La situazione tende a cambiare quando una democrazia più robusta può maggiormente difendersi dalle pressioni della Corte. Là dove il candidato è eletto in un collegio uninominale con il sistema maggioritario, il rapporto personale fra l’eletto e i suoi rappresentati richiede una maggiore trasparenza. I grandi partiti, d’altro canto, vogliono il voto palese, soprattutto quando si vota con lo scrutinio di lista, perché garantisce una maggiore disciplina del gruppo parlamentare. Lo vogliono in particolare i partiti unici delle democrazie totalitarie, dall’Italia di Mussolini alla Germania di Hitler, dall’Unione Sovietica ai Paesi socialisti del blocco di Varsavia. Diventa così molto più facile, per un regime autoritario, intimidire gli elettori nei seggi e imporre ai parlamentari la disciplina di partito. Ma vi sono anche circostanze in cui il voto segreto permette ai «franchi tiratori» di boicottare proposte governative che l’esecutivo si era impegnato a realizzare e per cui aveva ottenuto dalle Camere un voto di fiducia. È accaduto frequentemente nella cosiddetta Prima Repubblica italiana ed è questa la ragione per cui, alla fine degli anni Ottanta, i maggiori partiti hanno deciso di limitare il voto segreto ai casi in cui occorre decidere su problemi di persone o questioni di coscienza.
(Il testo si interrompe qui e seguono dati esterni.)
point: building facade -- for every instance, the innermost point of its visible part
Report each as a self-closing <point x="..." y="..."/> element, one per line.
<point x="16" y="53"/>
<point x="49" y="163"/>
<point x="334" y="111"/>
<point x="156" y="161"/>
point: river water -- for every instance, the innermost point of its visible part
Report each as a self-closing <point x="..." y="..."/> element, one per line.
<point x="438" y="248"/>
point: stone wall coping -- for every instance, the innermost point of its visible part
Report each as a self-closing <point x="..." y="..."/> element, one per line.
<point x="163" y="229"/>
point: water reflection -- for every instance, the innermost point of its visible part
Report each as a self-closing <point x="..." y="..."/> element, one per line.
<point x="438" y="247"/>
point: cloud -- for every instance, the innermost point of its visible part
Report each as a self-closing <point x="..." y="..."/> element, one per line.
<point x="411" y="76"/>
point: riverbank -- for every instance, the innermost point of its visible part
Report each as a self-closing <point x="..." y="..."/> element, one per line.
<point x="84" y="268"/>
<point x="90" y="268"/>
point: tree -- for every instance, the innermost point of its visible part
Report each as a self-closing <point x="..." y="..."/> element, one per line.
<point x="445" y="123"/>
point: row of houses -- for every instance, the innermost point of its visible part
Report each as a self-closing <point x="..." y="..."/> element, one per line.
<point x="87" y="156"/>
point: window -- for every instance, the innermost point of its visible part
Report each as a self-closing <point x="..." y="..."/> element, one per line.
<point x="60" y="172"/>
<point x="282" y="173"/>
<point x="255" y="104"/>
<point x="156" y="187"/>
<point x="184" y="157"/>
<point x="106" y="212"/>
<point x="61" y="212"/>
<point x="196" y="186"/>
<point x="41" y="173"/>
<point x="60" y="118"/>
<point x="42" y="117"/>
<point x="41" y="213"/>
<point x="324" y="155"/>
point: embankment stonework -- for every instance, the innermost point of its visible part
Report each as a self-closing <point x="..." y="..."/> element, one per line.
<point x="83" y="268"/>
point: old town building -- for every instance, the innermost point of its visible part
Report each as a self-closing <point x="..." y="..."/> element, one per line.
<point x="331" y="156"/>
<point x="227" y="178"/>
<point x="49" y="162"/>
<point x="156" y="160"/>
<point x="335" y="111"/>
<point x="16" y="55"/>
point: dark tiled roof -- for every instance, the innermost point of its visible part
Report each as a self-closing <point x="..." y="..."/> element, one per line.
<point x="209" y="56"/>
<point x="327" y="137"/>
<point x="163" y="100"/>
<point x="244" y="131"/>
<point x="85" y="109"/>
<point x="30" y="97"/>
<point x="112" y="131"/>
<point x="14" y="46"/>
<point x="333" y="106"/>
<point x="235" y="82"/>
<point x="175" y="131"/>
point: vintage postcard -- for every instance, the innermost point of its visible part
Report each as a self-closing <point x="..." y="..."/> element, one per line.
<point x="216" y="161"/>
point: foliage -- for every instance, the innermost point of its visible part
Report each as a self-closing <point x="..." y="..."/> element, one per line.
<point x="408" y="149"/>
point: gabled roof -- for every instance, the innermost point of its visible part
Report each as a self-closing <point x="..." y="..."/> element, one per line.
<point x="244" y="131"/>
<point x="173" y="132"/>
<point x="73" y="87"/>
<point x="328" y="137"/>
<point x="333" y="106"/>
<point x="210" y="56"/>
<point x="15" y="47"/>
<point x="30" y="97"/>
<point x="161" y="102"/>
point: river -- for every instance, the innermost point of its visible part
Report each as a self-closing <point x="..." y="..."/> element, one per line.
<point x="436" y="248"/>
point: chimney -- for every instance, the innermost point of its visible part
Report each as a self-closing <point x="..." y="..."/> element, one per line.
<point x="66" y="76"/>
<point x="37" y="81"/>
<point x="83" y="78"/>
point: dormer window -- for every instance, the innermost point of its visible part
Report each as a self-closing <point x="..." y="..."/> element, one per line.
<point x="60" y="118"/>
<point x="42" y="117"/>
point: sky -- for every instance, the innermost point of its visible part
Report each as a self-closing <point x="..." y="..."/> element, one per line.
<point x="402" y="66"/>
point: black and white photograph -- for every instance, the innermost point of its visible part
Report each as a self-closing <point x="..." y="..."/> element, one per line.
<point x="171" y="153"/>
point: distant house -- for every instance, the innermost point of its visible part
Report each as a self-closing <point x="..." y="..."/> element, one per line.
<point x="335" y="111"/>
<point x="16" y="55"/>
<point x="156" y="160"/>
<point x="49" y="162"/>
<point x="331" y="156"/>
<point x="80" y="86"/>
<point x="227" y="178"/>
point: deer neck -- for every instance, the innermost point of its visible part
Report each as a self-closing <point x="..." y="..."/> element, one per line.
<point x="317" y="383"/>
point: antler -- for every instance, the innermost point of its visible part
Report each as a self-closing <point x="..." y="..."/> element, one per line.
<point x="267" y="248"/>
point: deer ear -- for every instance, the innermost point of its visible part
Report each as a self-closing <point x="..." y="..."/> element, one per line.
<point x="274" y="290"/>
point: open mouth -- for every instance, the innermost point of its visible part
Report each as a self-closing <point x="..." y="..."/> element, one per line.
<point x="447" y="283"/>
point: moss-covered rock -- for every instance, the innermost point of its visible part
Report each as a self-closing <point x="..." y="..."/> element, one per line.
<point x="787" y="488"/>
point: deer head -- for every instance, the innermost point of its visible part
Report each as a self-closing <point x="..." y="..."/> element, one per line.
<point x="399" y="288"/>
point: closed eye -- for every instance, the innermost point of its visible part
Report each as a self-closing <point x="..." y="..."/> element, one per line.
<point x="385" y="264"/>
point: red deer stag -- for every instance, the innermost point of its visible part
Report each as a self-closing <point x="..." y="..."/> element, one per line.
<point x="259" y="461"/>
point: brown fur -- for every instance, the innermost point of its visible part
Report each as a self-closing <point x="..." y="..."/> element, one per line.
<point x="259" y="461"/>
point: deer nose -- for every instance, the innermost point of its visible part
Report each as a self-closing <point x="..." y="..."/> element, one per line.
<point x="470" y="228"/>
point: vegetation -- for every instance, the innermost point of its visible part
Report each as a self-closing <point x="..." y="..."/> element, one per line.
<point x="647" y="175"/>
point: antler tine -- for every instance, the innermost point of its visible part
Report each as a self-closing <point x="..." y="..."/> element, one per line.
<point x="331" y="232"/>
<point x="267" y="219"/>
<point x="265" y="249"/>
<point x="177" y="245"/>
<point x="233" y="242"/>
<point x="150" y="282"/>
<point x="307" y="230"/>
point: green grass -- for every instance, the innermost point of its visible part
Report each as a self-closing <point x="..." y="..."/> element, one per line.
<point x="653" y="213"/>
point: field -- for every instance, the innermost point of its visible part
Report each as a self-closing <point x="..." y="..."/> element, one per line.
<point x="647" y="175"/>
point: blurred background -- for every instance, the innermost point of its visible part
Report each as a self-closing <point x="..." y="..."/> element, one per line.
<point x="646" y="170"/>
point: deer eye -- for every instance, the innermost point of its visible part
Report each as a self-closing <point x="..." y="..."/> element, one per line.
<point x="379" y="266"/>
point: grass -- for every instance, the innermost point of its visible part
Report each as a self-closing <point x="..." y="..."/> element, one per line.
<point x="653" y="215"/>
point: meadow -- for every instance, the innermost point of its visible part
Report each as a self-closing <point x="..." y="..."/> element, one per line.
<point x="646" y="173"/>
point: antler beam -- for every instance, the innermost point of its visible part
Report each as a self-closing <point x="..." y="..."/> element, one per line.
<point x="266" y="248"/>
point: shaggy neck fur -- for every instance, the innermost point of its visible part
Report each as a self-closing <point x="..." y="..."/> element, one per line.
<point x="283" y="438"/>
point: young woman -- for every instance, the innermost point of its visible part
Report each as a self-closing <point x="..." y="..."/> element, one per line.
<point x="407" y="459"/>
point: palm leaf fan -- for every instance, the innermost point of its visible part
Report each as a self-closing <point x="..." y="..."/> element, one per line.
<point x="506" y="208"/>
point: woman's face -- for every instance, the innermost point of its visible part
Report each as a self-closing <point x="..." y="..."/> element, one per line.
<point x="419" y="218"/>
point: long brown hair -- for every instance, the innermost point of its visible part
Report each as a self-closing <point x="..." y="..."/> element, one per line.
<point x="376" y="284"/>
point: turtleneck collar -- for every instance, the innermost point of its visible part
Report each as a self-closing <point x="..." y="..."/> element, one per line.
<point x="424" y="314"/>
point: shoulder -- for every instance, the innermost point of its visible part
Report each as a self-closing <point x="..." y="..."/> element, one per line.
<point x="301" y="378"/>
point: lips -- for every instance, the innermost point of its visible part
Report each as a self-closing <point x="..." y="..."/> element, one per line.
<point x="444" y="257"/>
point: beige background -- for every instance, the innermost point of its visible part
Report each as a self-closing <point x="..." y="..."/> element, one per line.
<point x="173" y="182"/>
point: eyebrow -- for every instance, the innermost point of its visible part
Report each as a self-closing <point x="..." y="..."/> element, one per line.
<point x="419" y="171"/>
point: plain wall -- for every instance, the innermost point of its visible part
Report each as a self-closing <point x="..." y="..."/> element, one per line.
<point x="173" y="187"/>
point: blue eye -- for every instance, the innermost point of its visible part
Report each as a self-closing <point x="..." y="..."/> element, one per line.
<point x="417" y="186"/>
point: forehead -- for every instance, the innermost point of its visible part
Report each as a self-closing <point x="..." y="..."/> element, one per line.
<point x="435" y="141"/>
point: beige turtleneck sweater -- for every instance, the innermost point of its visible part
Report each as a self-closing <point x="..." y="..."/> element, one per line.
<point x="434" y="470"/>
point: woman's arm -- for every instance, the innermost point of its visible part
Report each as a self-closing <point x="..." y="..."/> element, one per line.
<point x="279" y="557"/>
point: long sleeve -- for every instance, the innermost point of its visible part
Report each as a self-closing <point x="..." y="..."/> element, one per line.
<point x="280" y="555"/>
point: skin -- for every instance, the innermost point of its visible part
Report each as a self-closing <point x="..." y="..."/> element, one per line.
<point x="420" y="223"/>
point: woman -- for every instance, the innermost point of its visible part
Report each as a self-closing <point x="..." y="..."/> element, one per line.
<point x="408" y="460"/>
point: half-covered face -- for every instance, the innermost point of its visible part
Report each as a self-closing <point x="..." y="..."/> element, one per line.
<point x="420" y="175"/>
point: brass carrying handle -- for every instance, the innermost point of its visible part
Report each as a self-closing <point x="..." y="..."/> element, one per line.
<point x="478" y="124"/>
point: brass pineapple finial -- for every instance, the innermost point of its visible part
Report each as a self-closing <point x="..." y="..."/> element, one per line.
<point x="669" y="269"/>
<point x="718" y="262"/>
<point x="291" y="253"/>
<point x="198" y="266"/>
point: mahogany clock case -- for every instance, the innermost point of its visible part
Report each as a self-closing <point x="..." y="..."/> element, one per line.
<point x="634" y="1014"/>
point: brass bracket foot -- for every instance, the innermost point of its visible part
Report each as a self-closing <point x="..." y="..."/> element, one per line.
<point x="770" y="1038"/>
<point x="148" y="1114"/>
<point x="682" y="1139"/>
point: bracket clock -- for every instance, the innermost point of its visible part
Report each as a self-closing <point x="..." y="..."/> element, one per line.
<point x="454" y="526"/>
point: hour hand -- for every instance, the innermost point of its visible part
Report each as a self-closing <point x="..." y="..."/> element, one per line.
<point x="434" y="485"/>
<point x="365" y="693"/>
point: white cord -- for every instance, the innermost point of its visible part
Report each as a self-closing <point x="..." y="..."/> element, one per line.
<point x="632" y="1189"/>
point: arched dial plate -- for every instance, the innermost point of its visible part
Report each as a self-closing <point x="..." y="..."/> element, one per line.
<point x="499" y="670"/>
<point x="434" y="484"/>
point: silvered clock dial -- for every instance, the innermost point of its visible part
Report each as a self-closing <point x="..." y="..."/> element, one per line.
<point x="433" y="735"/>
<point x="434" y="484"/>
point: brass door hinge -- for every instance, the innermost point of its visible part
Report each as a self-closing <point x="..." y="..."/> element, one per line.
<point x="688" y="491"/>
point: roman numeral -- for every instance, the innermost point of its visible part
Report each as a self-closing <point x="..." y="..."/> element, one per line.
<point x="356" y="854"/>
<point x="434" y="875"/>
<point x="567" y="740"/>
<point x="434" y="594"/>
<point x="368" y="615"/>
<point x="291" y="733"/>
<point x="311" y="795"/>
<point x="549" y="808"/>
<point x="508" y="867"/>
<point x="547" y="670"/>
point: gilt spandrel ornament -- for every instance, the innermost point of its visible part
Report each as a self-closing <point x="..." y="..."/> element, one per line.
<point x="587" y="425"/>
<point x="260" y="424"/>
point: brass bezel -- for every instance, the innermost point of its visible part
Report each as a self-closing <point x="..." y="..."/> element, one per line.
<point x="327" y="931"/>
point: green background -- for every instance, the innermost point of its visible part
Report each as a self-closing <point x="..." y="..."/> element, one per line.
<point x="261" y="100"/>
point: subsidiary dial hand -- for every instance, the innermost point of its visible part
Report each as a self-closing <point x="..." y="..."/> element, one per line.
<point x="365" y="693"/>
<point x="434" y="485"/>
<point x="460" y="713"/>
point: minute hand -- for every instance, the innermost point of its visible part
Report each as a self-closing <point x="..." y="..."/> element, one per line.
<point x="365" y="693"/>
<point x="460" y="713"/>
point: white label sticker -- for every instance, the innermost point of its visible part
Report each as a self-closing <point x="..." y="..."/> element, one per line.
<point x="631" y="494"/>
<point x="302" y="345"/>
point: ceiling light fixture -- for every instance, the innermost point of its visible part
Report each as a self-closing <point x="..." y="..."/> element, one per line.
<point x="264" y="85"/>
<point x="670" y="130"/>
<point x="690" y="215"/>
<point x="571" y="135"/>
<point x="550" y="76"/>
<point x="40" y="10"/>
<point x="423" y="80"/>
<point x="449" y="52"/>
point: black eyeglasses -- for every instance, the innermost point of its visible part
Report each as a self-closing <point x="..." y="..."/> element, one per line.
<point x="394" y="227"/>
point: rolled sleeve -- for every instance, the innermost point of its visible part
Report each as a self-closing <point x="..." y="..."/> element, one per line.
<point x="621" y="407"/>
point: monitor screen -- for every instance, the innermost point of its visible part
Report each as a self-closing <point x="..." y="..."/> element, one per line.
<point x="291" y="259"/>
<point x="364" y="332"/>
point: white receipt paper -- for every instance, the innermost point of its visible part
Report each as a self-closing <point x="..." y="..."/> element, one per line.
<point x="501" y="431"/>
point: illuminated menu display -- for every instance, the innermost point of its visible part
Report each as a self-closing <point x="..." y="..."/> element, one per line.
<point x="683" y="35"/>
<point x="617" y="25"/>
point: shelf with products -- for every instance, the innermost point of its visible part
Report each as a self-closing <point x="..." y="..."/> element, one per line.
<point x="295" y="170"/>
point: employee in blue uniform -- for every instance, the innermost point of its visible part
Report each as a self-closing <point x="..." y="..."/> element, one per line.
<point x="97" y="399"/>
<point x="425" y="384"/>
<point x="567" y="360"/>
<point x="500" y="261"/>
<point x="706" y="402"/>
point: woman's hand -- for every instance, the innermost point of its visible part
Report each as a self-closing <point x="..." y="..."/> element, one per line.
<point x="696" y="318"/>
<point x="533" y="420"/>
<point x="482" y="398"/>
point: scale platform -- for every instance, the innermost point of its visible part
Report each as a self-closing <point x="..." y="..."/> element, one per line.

Come vede, caro Molinari, il voto segreto può essere usato diversamente da un caso all’altro. Può offrire al parlamentare il modo di opporsi al suo partito per ragioni inconfessabili senza essere costretto a rivelare la propria identità. Ma può anche garantirgli una libertà che il suo partito vorrebbe negargli. È normale quindi che sul singolo voto segreto, quando viene in discussione alle Camere, possano esservi opinioni diverse. È meno normale invece che i pareri cambino, volta per volta, a seconda delle convenienze e dello scopo che si vuole raggiungere. Ed è questo, per l’appunto, che sta accadendo in questi giorni nel Parlamento italiano.